There are many reasons why Barisa Rock has become something of a Turkish Woodstock. To begin with, the festival has been able to grow in size and stature while remaining grassroots because its organizers could build on Turkey’s well-developed network of leftist, peace, environmental, and anti-corporate globalization movements. Together they have more organizational as well as financial resources than their counterparts in most other countries in the region, including the organizers of the Boulevard des jeunes musiciens or Dubai Desert Rock. As important are the social and sexual freedoms experienced by the tens of thousands of fans who camp out for three days in a space that is free of outside interference or prying eyes, with dozens of activist booths and stages for poetry, lectures, and theater, to enrich the experience.

Musically, Barisa resembles the Boulevard des jeunes musiciens at the other end of the Mediterranean in the trampling of musical boundaries that is featured in its lineups each year, which include bands from Ireland to Iran. This is nothing new in Turkish music; as Cahit Berkay, guitarist and saz player for the “Rolling Stones of Turkey,” Mogollar, explained it to me. “You think mixing Eastern instruments over rock grooves is new? We were doing that forty years ago. The key for us is that we never just copied the West. It was always us taking what we heard to a new level. That’s why we still can play in front of 20,000 people after all this time.”

Pulling this off is not as easy as Berkay makes it sound. “There’s a delicate balance we have to keep,” Avi Haligua said. The balance between politics and partying, metalheads and muhajababes, had to be just right: “Politics is the driving force. The environment, peace and justice, women’s issues—all these messages have to get through to the crowd, otherwise what’s the point? They might as well just go to Rock ’n’ Coke. But we have to do it as much through the music, and especially through the sense of community and conversations we create each year and the long-term connections we help forge, as through the information we try to get into fans’ hands and minds.”

The Funky Iranian

For me, round one of the conversation Haligua has tried to create occurred on the festival’s opening night, when I sat in with the group Massar Egbari, whose soulful combination of rock, Latin, and Egyptian melodies and instruments has quickly made it one of the premier bands in Egypt. “We’re about having conversations that can challenge enforced identities and politics,” guitarist Hani El Dakkak explained the morning after their show. “In a situation like ours, where mosque and state are far more powerful than here, you have to be positive, create conversations, not allow the political situation to stop you from reaching out and spreading the word that another future is possible.” But the conversation has to extend beyond Egypt to really succeed. “Like when you came onstage, and without having met us, started trading solos with us. It has to be free, honest, and push the boundaries but with respect,” Hani continued.

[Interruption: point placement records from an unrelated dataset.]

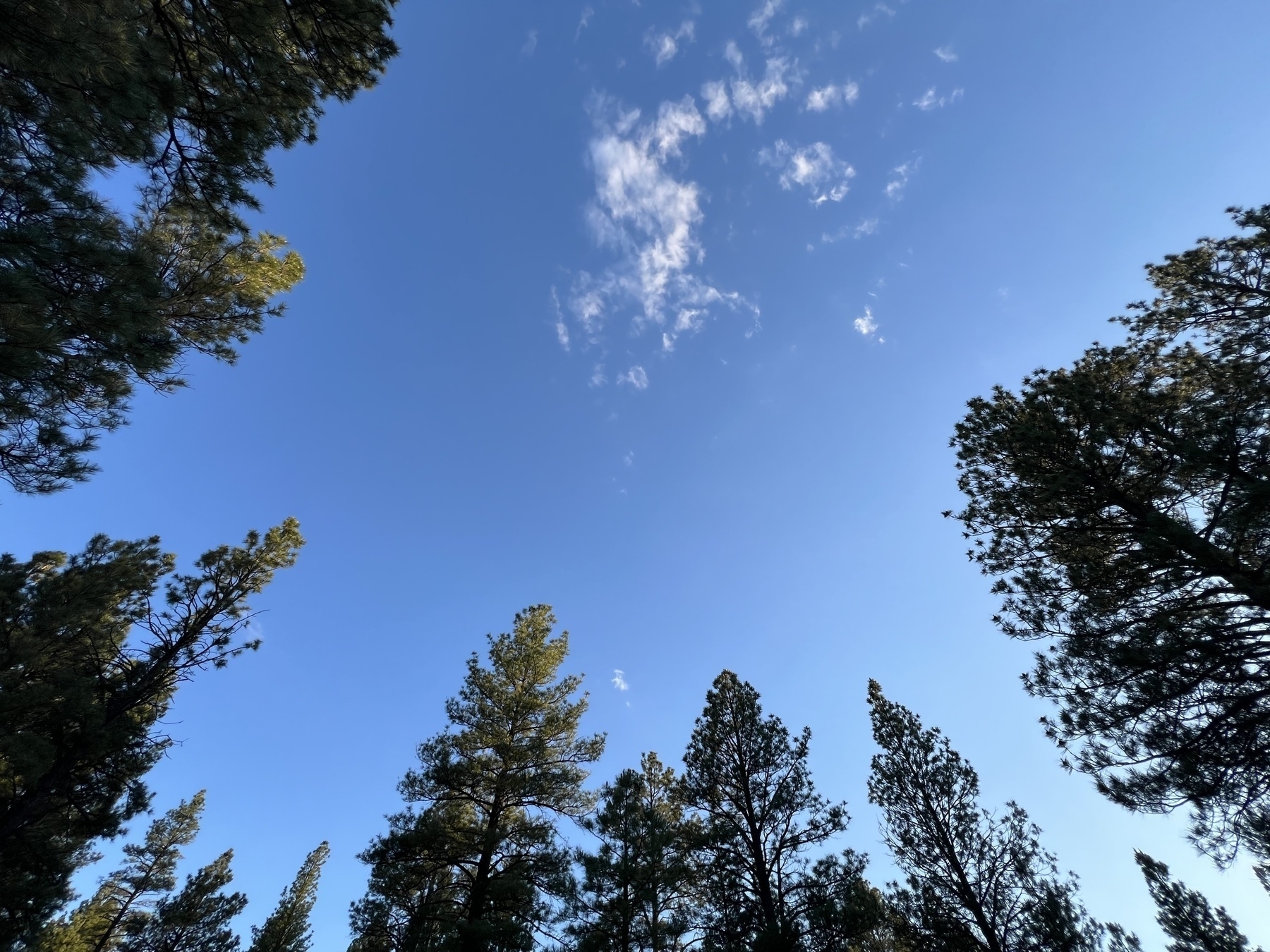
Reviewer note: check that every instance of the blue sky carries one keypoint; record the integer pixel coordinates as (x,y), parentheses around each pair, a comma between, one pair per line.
(663,315)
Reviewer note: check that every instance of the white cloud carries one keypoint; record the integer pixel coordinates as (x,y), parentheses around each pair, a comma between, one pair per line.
(813,166)
(821,99)
(761,17)
(755,99)
(666,44)
(879,11)
(651,217)
(635,376)
(868,226)
(866,325)
(930,101)
(718,106)
(895,190)
(562,328)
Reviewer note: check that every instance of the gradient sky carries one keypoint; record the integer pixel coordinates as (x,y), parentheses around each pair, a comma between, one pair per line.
(663,315)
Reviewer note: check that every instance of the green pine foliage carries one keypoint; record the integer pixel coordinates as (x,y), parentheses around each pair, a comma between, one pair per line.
(190,95)
(1124,507)
(195,920)
(749,780)
(976,880)
(287,927)
(126,899)
(479,865)
(1185,915)
(88,669)
(639,888)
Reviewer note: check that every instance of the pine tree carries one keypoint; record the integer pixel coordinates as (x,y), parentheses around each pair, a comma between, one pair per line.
(845,913)
(126,898)
(196,920)
(1124,507)
(1187,917)
(749,781)
(192,95)
(636,889)
(974,880)
(287,927)
(88,669)
(479,865)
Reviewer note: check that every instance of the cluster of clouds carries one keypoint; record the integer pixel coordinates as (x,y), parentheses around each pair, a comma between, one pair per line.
(816,168)
(749,98)
(649,217)
(665,44)
(649,214)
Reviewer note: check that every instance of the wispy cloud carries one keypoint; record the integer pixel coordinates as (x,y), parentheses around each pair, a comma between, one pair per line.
(761,17)
(718,104)
(562,328)
(665,44)
(813,166)
(649,217)
(868,226)
(821,99)
(901,174)
(869,17)
(636,376)
(751,98)
(865,324)
(930,101)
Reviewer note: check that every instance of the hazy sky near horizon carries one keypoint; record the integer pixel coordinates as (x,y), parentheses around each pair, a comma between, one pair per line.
(663,314)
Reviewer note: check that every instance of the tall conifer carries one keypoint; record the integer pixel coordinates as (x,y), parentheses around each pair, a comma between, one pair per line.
(638,888)
(976,881)
(479,865)
(287,927)
(749,781)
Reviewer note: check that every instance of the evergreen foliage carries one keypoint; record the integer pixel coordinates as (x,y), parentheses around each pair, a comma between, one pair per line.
(479,866)
(638,889)
(1187,917)
(126,899)
(190,95)
(749,782)
(1124,506)
(974,880)
(88,668)
(287,927)
(196,920)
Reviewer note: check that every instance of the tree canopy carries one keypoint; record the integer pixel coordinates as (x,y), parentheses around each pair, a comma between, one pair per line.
(479,867)
(1124,507)
(88,669)
(187,95)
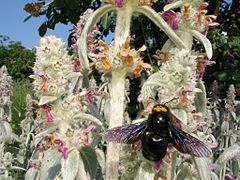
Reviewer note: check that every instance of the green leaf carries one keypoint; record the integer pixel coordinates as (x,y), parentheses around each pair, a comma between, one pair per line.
(47,99)
(206,43)
(200,98)
(27,18)
(203,168)
(70,165)
(50,164)
(89,159)
(42,29)
(31,173)
(105,21)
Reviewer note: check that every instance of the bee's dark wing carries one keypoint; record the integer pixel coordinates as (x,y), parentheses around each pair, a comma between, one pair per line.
(186,143)
(128,133)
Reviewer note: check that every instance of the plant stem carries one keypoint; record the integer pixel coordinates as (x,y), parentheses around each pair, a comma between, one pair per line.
(117,86)
(116,118)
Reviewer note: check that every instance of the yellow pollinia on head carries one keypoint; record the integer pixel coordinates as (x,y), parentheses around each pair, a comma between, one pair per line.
(160,109)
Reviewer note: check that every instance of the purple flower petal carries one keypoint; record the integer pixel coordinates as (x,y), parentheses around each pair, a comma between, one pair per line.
(157,164)
(119,3)
(171,18)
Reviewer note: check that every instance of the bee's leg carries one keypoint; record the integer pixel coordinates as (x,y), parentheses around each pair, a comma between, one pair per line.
(136,146)
(158,175)
(157,165)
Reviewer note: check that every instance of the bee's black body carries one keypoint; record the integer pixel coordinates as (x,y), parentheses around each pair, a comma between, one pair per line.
(155,142)
(155,135)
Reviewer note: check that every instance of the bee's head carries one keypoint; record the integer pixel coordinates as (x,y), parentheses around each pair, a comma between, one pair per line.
(160,108)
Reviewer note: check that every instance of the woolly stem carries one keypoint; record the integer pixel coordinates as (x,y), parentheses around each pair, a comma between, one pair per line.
(117,90)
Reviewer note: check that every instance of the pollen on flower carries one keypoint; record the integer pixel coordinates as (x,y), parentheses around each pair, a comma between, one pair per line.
(105,63)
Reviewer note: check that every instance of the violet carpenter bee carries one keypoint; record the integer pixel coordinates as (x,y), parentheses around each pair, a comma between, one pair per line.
(156,133)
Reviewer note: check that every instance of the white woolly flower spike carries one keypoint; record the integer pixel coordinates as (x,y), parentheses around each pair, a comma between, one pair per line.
(52,69)
(175,79)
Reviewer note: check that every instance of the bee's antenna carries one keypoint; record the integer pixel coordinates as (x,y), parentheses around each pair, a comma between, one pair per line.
(171,100)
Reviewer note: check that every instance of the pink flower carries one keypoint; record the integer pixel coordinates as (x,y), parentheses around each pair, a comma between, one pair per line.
(183,96)
(76,65)
(63,150)
(36,164)
(158,164)
(171,18)
(49,110)
(119,3)
(85,133)
(230,177)
(58,142)
(202,63)
(201,123)
(44,77)
(214,145)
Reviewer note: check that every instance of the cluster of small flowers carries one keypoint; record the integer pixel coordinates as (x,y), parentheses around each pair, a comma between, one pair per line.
(192,16)
(77,31)
(5,91)
(109,60)
(52,68)
(176,79)
(120,3)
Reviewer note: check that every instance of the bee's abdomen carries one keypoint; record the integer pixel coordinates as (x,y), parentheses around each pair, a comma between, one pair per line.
(154,148)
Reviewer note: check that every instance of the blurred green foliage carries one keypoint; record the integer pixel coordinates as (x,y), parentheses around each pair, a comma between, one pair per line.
(18,59)
(20,90)
(226,47)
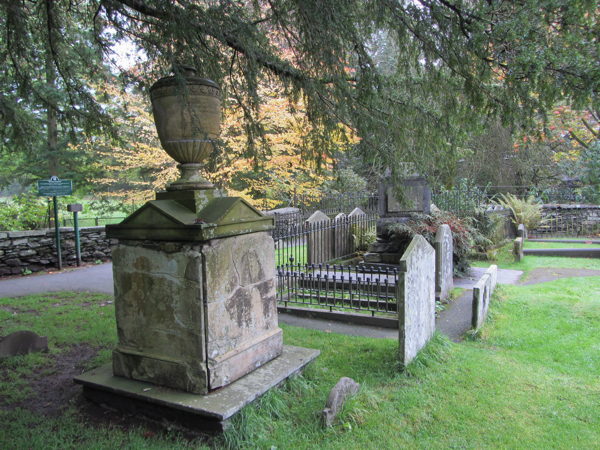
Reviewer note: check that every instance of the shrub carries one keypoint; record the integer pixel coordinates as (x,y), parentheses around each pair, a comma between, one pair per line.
(25,211)
(528,212)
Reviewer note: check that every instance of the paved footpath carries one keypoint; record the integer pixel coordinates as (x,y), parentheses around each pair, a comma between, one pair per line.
(453,321)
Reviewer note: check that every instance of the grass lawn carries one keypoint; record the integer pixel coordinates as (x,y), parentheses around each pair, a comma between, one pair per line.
(505,260)
(530,380)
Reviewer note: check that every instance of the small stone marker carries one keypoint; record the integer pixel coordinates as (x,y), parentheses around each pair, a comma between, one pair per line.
(444,262)
(518,249)
(22,343)
(342,390)
(522,231)
(416,298)
(492,271)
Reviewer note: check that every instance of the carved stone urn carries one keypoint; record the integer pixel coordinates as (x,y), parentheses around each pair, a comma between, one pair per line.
(187,113)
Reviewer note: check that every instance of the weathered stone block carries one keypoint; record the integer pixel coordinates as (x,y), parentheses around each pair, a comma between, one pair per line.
(444,262)
(195,316)
(518,249)
(416,298)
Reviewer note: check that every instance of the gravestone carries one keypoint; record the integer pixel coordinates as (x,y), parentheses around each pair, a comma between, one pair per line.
(357,212)
(444,262)
(335,401)
(518,249)
(522,231)
(194,282)
(482,292)
(341,236)
(319,240)
(492,271)
(416,298)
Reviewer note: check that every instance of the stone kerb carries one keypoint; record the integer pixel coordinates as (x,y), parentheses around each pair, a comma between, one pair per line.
(444,262)
(416,298)
(319,246)
(482,292)
(518,249)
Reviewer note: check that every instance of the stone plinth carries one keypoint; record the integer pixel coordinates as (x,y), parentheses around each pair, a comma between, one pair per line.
(194,292)
(195,316)
(211,412)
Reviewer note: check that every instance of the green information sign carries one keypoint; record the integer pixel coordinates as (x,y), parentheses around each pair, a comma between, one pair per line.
(54,187)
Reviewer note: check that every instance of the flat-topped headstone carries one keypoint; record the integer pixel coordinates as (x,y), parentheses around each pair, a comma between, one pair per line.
(482,292)
(518,249)
(320,244)
(522,231)
(492,271)
(416,298)
(444,262)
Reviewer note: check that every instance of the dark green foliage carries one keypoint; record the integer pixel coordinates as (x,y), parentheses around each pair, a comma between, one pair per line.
(413,79)
(466,238)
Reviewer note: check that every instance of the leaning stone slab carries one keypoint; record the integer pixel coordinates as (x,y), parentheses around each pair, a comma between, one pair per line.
(518,249)
(342,390)
(444,262)
(22,343)
(416,298)
(482,292)
(210,412)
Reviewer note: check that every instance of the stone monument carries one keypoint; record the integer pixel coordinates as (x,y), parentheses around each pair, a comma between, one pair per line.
(394,209)
(194,280)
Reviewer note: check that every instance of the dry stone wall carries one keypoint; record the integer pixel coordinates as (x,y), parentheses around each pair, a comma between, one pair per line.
(33,251)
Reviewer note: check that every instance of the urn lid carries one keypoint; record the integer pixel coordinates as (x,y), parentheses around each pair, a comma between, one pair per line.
(184,74)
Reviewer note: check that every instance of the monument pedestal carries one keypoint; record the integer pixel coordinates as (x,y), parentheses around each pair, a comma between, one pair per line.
(196,311)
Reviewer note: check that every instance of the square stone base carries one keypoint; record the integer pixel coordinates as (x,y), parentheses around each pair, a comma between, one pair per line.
(210,412)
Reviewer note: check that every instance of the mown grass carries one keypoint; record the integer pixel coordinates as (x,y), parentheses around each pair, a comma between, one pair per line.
(529,380)
(504,258)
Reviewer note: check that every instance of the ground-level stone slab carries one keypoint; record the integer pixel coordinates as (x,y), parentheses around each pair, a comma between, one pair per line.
(210,412)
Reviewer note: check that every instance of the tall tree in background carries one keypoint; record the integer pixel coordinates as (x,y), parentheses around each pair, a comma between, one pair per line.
(449,65)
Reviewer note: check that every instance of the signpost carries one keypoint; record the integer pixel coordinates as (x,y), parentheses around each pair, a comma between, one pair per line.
(55,187)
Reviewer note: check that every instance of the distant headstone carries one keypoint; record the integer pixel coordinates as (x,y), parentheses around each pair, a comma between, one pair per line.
(416,197)
(416,298)
(482,292)
(342,390)
(518,249)
(319,240)
(342,235)
(492,271)
(357,212)
(444,262)
(22,343)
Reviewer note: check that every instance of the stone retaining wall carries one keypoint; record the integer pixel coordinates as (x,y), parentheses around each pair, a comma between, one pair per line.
(33,251)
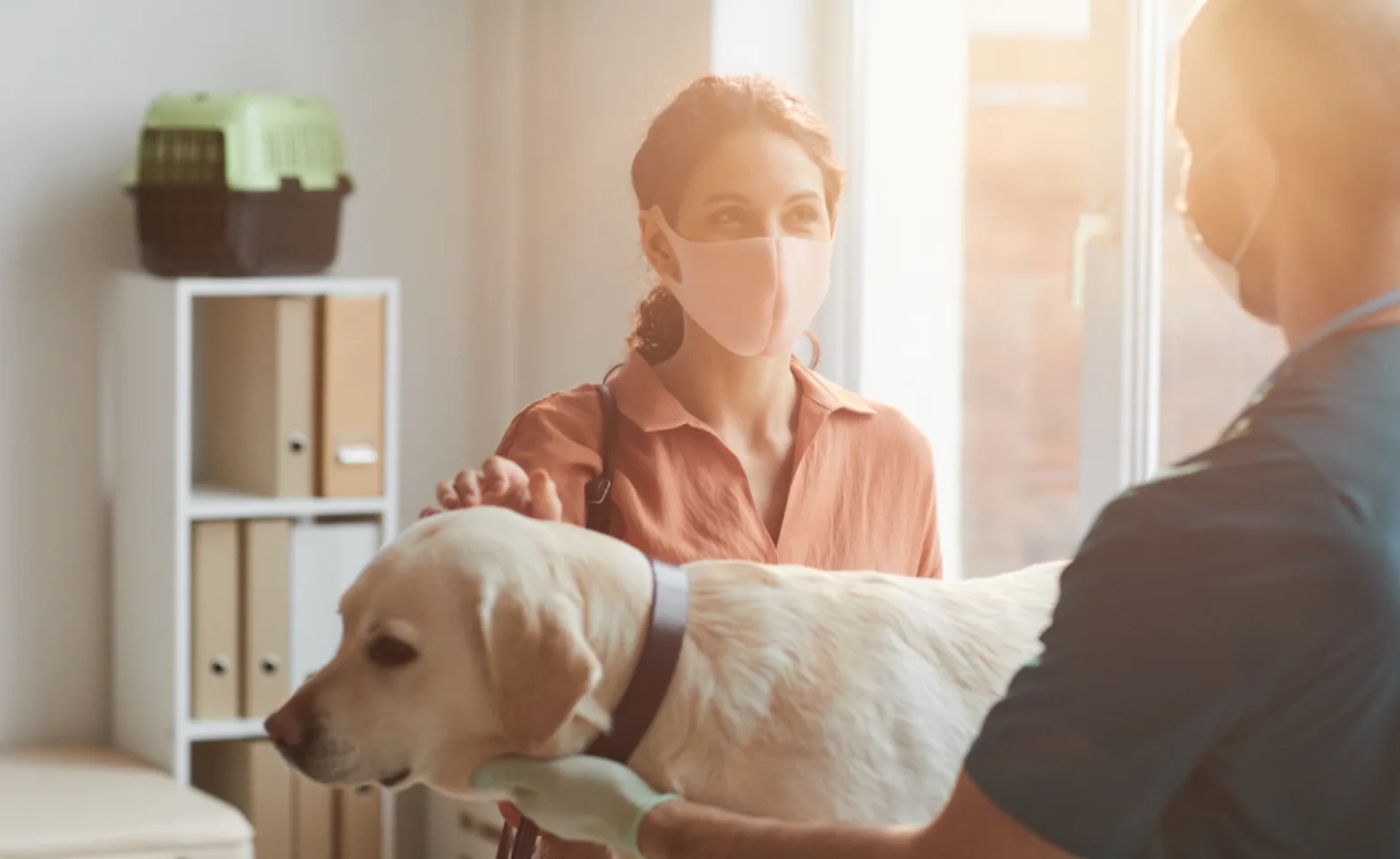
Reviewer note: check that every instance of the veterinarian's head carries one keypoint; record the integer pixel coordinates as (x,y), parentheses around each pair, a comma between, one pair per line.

Farzad Golpayegani’s British drummer, Eddie Wastnidge, agreed with Hani’s assessment of the role of music in generating such conversations. “And performing such music in Istanbul—it’s the ultimate fusion where East and West can meet, and have met for centuries.” It wasn’t surprising, then, that in the context of ever-worsening relations between Iran, the UK, and the United States, Eddie jumped at the idea of rejoining Farzad and an American guest guitarist at Barisa Rock. It was hard for any of us to pass up the chance to make such a public statement against the political and cultural status quo on all sides.

The most meaningful demonstration of just how powerful that communication could be occurred when percussionist Arash Jafari called out to the crowd, to great applause: “Muslims, Christians…Jews [he paused for a second before adding Jews]. Together, for peace, not war!” It was clear from the crowd’s reaction how important it was for the fans to hear such a statement from a group of musicians whose countries were engaged in a war of words (over Iran’s alleged nuclear weapons program) that threatened to move toward military confrontation as the festival was taking place.